The launch, the rocket's second, was another step forward in Amazon founder Bezos' goal to develop reusable rockets that will eventually make possible "millions of people living and working in space," he said in a blog post on Blue Origin's web site.
The company posted a video of the rocket, the New Shepard, launching at 11:22 a.m. local time in Van Horn, Texas, then returning and landing itself on the launch pad a few minutes later. The craft successfully has made the same trip in November.
The aim is to build rockets that can fly into orbit and then return to Earth and be reused, making space travel less costly by lowering launch costs.
Bezos wrote proudly of the vehicle's computerized landing strategy, which gives it leeway in how it positions itself on the landing pad as it comes down.
"It's like a pilot lining up a plane with the centerline of the runway.

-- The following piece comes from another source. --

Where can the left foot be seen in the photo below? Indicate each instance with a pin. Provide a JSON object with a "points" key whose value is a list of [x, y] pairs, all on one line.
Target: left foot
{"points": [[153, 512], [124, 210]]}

If the plane is a few feet off center as you get close, you don't swerve at the last minute to ensure hitting the exact mid-point. You just land a few feet left or right of the centerline," Bezos wrote.
New Shepard's rockets are only powerful enough to do suborbital runs. However Blue Origin is working on building more powerful rockets that could put a spacecraft into orbit.
"We're already more than three years into development of our first orbital vehicle. Though it will be the small vehicle in our orbital family, it's still many times larger than New Shepard," he wrote.
Tech space race
Blue Origin is one of several space ventures being pushed by tech titans, with Elon Musk's SpaceX a notable rival.
SpaceX successfully launched a satellite for NASA on Jan. 17. The Falcon 9 rocket launched from Vandenberg Air Force Base and performed well in flight.
However the touchdown, on a barge floating off the California coast, failed when a leg collapsed, causing the rocket to fall over.
Musk tweeted, "Well, at least the pieces were bigger this time."
Bezos founded Blue Origin in 2000 to develop vertical-takeoff, vertical-landing rocket ships that take passengers to the edge of space and beyond.
In his blog posting about the Friday's launch, he signed off with the company's motto, Gradatim Ferociter!, Latin for "Step by step, ferociously."